You are viewing a plain text version of this content. The canonical link for it is here.

Posted to user@flink.apache.org by kedar mhaswade <ke...@gmail.com> on 2018/03/26 23:32:49 UTC

Programmatic creation of YARN sessions and deployment (running) Flink jobs on it.

Typically, when one wants to run a Flink job on a Hadoop YARN installation,
one creates a Yarn session (e.g. ./bin/yarn-session.sh -n 4 -qu
test-yarn-queue) and runs intended Flink job(s) (e.g. ./bin/flink run -c
MyFlinkApp -m job-manager-host:job-manager-port <overriding app config
params> myapp.jar) on the Flink cluster whose job manager URL is returned
by the previous command.

My questions are:
- Does yarn-session.sh need conf/flink-conf.yaml to be available in Flink
installation on every container in YARN? If this file is needed, how can
one run different YARN sessions (with potentially very different
configurations) on the same Hadoop YARN installation simultaneously?
- Is it possible to start the YARN session programmatically? If yes, I
believe I should look at classes like YarnClusterClient
<https://ci.apache.org/projects/flink/flink-docs-stable/api/java/org/apache/flink/yarn/YarnClusterClient.html>.
Is that right? Is there any other guidance on how to do this
programmatically (e.g.
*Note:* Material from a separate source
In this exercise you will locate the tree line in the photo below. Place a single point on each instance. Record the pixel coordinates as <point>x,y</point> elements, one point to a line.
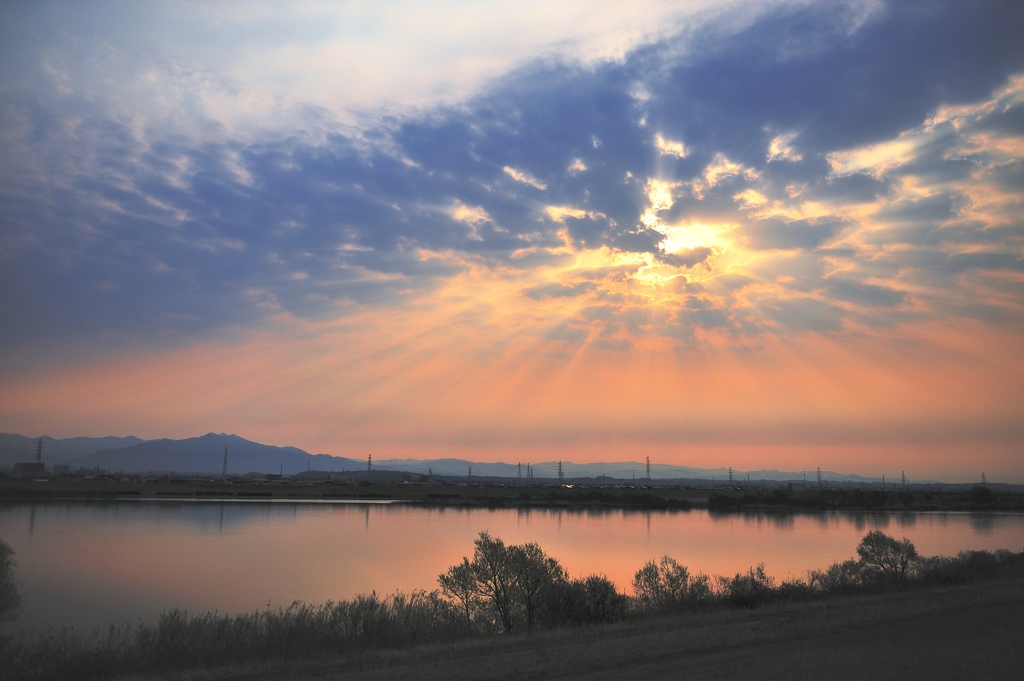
<point>501,589</point>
I have a management UI that wants to start/stop YARN
sessions and deploy Flink jobs to it)?

Regards,
Kedar

Re: Programmatic creation of YARN sessions and deployment (running) Flink jobs on it.
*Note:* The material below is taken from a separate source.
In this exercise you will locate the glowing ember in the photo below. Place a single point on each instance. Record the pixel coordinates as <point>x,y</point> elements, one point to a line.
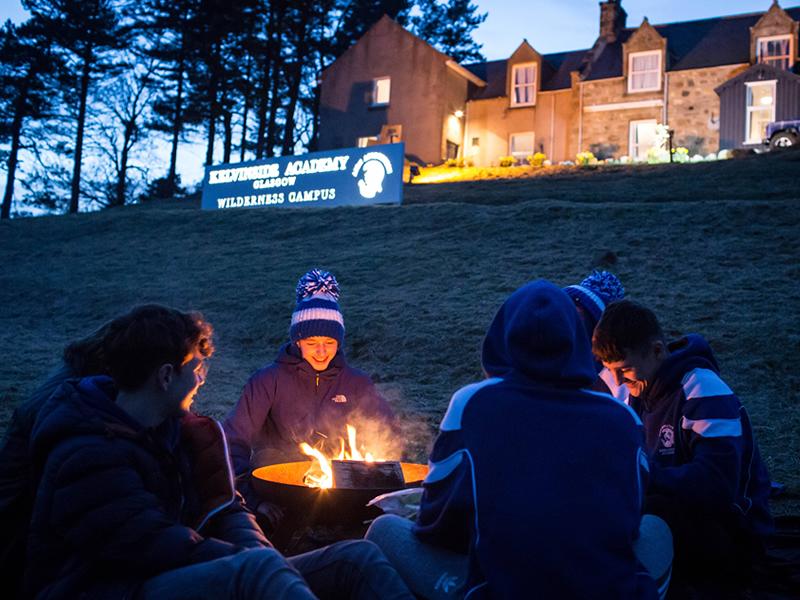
<point>320,474</point>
Posted by Chesnay Schepler <ch...@apache.org>.

Hello,

I think the flink-conf.yaml should only be required on the node on which 
you call yarn-session.sh.

For starting the session cluster programmatically you would have to look 
into the YarnClusterDescriptor (for starting the session cluster) and 
the YarnClusterClient for submitting jobs (but you get a client from the 
cluster descriptor).
Do note however that these are internal API's; they may or may not be 
documented, they may rely on specific behavior of the CLI and there are 
no API stability guarantees.

The YARNSessionFIFOITCase may provide some hints on how to use it.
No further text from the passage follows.